After 1995, when a Supreme Court ruling deprived Prasar Bharati of its monopoly, which satellite channels had already begun to undermine, the government suddenly became one player among many. From declaring the media was irrelevant, irresponsible, or both, as Indira Gandhi used to do, political leaders became vulnerable to negative media coverage.
Today, more than government media, it is the “autonomous” or commercial media that presents a threat to public interest. The commercial media exerts de facto monopoly over the airwaves, while Prasar Bharati is almost a voice in the wilderness — except, ironically, when it interviews Narendra Modi.
Indeed, Prasar Bharati is considered so unimportant that the television ratings agency, TAM, has ignored it, until forced by a recent court order to include it. The election media coverage study released recently by CMS Media Lab does not even mention Prasar Bharati in its study, and few seem to have noticed Prasar Bharati’s viewership is nowhere near its pre-1995 levels. Meanwhile, advertisers have focused on the more affluent urban audiences who watch cable and satellite, not the free-to-air government channels, which are watched mainly by those who cannot afford private channels.
Given that they inform, and even embody, the public interest, all media houses and sectors should be held to the same, high standards of accountability. The very criteria used to evaluate Prasar Bharti’s professional autonomy should therefore apply to privately owned media.
In fact, since 1995, debates about the Indian media have been about the growing power of private media, and the government-business nexus central to it. The “paid news” phenomenon has taken media manipulation to extraordinary levels, since viewers today have no way of knowing which news stories are genuine, and which ones are disguised advertisements. Political parties spend huge amounts on their election campaigns, their money is from sources they refuse to declare, and the media is the biggest beneficiary.

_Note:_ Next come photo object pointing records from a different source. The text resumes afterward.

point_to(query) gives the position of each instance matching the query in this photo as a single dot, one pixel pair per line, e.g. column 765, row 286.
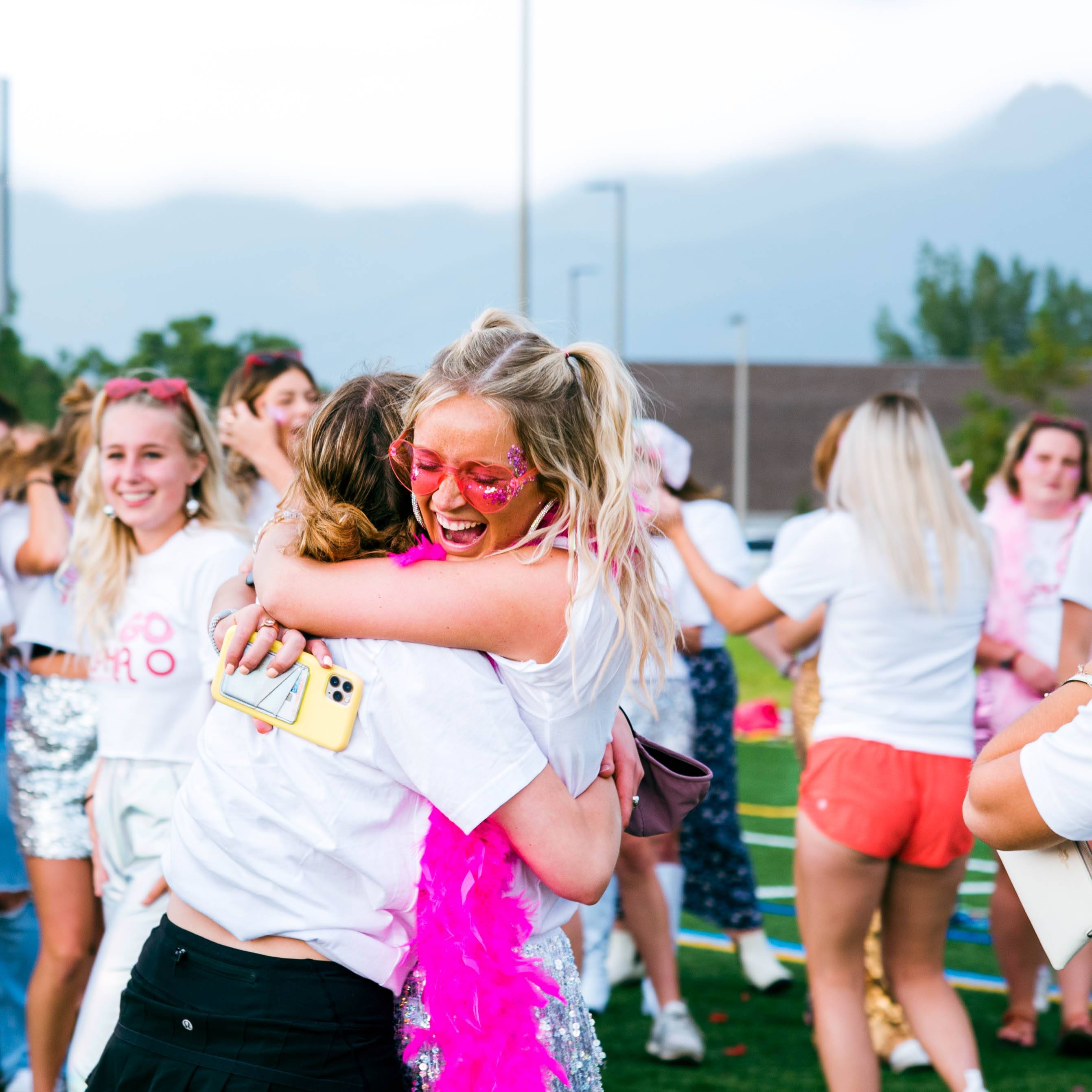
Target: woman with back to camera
column 904, row 569
column 157, row 533
column 311, row 856
column 52, row 735
column 1032, row 507
column 567, row 617
column 265, row 405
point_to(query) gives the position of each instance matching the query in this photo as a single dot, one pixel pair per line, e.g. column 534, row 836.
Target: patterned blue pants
column 720, row 880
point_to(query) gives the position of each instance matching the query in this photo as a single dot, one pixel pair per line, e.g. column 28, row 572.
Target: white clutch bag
column 1055, row 888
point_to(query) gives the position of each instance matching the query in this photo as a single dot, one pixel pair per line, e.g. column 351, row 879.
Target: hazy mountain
column 808, row 246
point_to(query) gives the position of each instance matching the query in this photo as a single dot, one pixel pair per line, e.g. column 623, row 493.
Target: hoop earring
column 539, row 519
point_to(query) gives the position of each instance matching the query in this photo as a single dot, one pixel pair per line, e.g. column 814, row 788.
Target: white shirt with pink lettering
column 153, row 681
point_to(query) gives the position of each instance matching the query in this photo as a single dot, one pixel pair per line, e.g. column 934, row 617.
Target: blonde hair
column 61, row 448
column 573, row 411
column 102, row 549
column 353, row 505
column 894, row 477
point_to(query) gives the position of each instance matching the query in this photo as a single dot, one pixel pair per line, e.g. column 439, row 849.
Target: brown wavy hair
column 63, row 448
column 247, row 384
column 353, row 505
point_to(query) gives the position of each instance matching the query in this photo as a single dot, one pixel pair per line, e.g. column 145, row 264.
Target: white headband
column 674, row 453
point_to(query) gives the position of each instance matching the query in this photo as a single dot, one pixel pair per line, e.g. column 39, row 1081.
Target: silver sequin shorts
column 567, row 1029
column 50, row 756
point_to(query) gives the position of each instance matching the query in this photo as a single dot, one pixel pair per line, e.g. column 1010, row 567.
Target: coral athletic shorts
column 888, row 803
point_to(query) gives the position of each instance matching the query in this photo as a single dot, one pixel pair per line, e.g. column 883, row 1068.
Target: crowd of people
column 191, row 901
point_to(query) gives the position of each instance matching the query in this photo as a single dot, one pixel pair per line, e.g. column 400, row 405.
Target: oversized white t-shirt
column 569, row 706
column 44, row 606
column 153, row 681
column 894, row 671
column 789, row 534
column 1077, row 582
column 1057, row 770
column 274, row 836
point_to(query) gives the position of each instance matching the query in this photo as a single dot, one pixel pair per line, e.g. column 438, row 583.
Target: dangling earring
column 539, row 519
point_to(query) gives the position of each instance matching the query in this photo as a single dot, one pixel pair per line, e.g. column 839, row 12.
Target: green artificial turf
column 778, row 1052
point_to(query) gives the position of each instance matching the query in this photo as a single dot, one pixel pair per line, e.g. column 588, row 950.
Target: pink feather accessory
column 422, row 551
column 481, row 993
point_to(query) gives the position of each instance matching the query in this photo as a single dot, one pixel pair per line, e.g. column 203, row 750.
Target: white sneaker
column 675, row 1037
column 909, row 1054
column 624, row 965
column 760, row 966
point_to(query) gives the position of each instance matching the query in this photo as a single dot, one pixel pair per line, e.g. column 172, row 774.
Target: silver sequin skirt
column 567, row 1029
column 50, row 756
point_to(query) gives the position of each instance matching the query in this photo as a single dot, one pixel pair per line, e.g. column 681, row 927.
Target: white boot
column 762, row 967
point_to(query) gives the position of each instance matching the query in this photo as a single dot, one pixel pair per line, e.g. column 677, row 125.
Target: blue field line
column 794, row 954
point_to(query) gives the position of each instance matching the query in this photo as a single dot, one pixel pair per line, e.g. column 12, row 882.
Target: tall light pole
column 619, row 191
column 576, row 272
column 741, row 423
column 525, row 229
column 7, row 303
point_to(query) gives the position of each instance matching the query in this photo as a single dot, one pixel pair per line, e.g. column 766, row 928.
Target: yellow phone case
column 320, row 719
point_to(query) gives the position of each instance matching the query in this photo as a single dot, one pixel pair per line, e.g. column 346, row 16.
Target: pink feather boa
column 481, row 993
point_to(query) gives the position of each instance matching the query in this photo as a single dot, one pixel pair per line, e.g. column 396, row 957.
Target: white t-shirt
column 1057, row 770
column 893, row 671
column 1077, row 584
column 570, row 717
column 263, row 501
column 1043, row 617
column 45, row 608
column 789, row 534
column 152, row 683
column 274, row 836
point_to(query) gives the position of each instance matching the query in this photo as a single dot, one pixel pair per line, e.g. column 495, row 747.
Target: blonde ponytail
column 573, row 411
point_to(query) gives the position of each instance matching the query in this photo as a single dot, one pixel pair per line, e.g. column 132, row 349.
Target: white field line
column 788, row 842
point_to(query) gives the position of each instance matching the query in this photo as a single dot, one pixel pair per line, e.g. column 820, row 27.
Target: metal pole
column 576, row 272
column 7, row 304
column 525, row 230
column 621, row 270
column 741, row 424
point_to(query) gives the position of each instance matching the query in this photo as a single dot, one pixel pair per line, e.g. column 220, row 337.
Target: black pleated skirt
column 198, row 1017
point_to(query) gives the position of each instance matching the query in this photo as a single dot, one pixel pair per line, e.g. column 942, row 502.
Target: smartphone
column 314, row 702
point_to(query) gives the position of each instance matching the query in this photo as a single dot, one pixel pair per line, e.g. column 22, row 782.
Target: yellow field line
column 767, row 811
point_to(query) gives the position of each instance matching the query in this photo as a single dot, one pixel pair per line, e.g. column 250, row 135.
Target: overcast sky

The expansion of the economy has thus completely changed the question of media regulation. Previously, businesses had to fear the government, and media regulation served mainly to protect government power. Today, the balance has shifted.
The major private media outlets are owned by large business houses that can navigate any set of rules with their ability to buy talent, technology and political favours. Large volumes of persuasive media coverage can be generated to convey continued…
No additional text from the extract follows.